On January 11, ten years ago, Hal Finney wrote a tweet about Bitcoin.
Running bitcoin
— halfin (@halfin) January 11, 2009
The late cypherpunk and cryptographer had just become the first person to receive the digital currency from its creator Satoshi Nakamoto himself. But more importantly, he had become the first person to trust bitcoin for its immense potential. He would run its code, review its anonymity and environmental drawbacks, suggest changes, and would entirely immerse himself to support an open-source project that would one day grow up to challenge the status-quo of mainstream finance.
Looking at ways to add more anonymity to bitcoin
— halfin (@halfin) January 21, 2009
Thinking about how to reduce CO2 emissions from a widespread Bitcoin implementation
— halfin (@halfin) January 27, 2009
Hal was officially the first citizen of the Bitcoin network at a time when its value was negligible. People were giving the cryptocurrency to other people as tips on the internet, without needing a third-party service. It was not until Laszlo Hanyecz purchased two pizzas for 10,000 Bitcoins on May 22, 2o10 that people realized the real-time use case of a non-government issued currency. Those two pizzas, at the time of this writing, cost Laszlo more than $3.5 million, leading May 22 to officially become the Bitcoin Pizza Day.
Hal many a time was also rumored to be the real Satoshi Nakamoto. He denied of course, but his close geographical proximity with Dorian Nakamoto, the senior citizen who was doxxed by Newsweek in 2014 and who had lived in the same town where Hal lived, led the world closer to reveal the identity of the pseudonymous Bitcoin creator – at least on papers.
Hal belonged to those first communities that believed in the true potential of Bitcoin. As the digital currency developed into the conscience of people across the world, the first community got overrun by blockchain pundits and speculators. Hal, who died August 28th, 2014 of a disease called Lou Gehrig, could have been a moral compass before the core team dismantled and one part of its created a competing BCH.

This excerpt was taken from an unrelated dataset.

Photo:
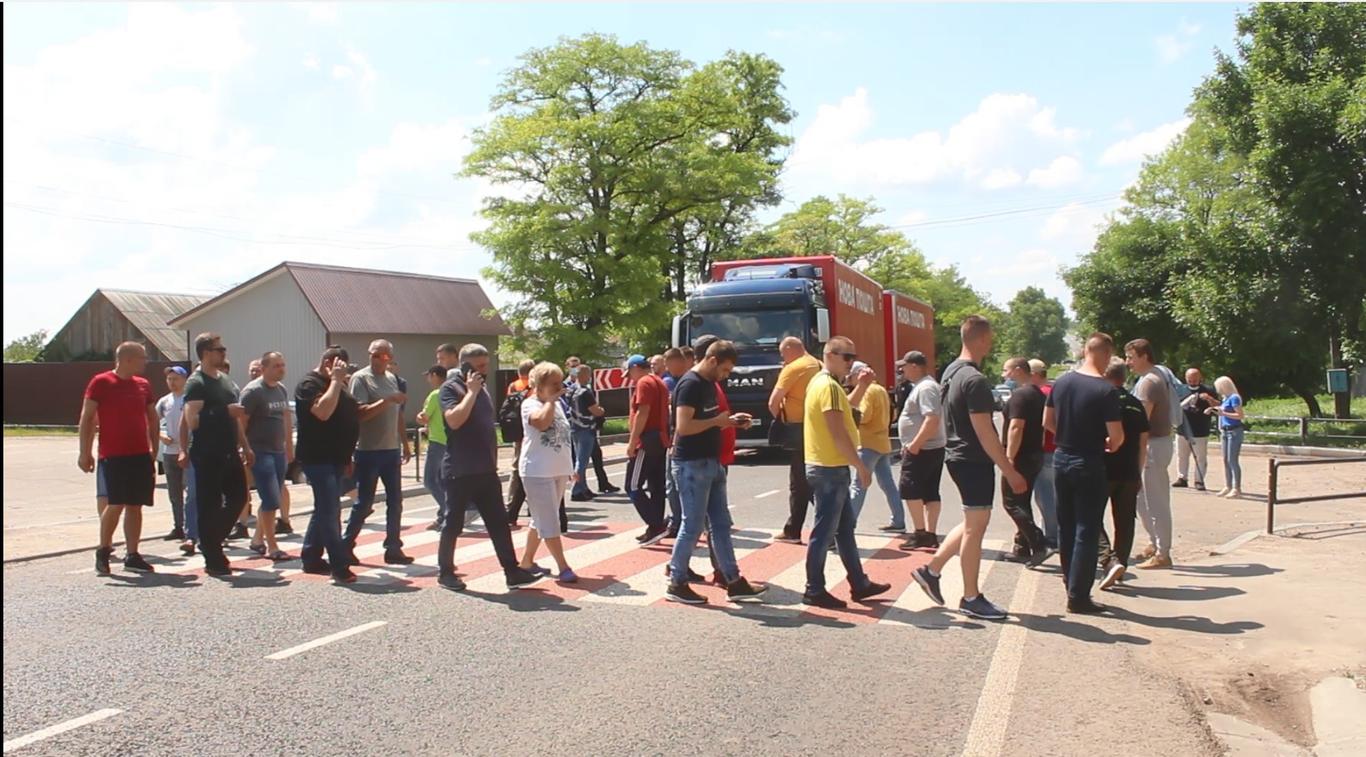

Originally, BTC was born to fight the economic crisis; it was a solution against the financial monopoly that the world’s few richest people enjoyed. When Lehman Brothers firm caused a financial meltdown in and outside the US, it was the time people came to realize that they couldn’t trust their banks, their financial regulators, their credit rating companies, and their government.
It was the time when Bitcoin appeared as “the solution.” The crazy financial experiment promised to dismantle the dollar monopoly. And it was people like Hal who would believe its potential to their grave. They sparked a dialogue that has now become the voice of a community of millions of people around the globe – despite the usual drawbacks of greed.
Today is when NewsBTC remembers the first tweet that started it all, and the person who made it. To a world of financial equality.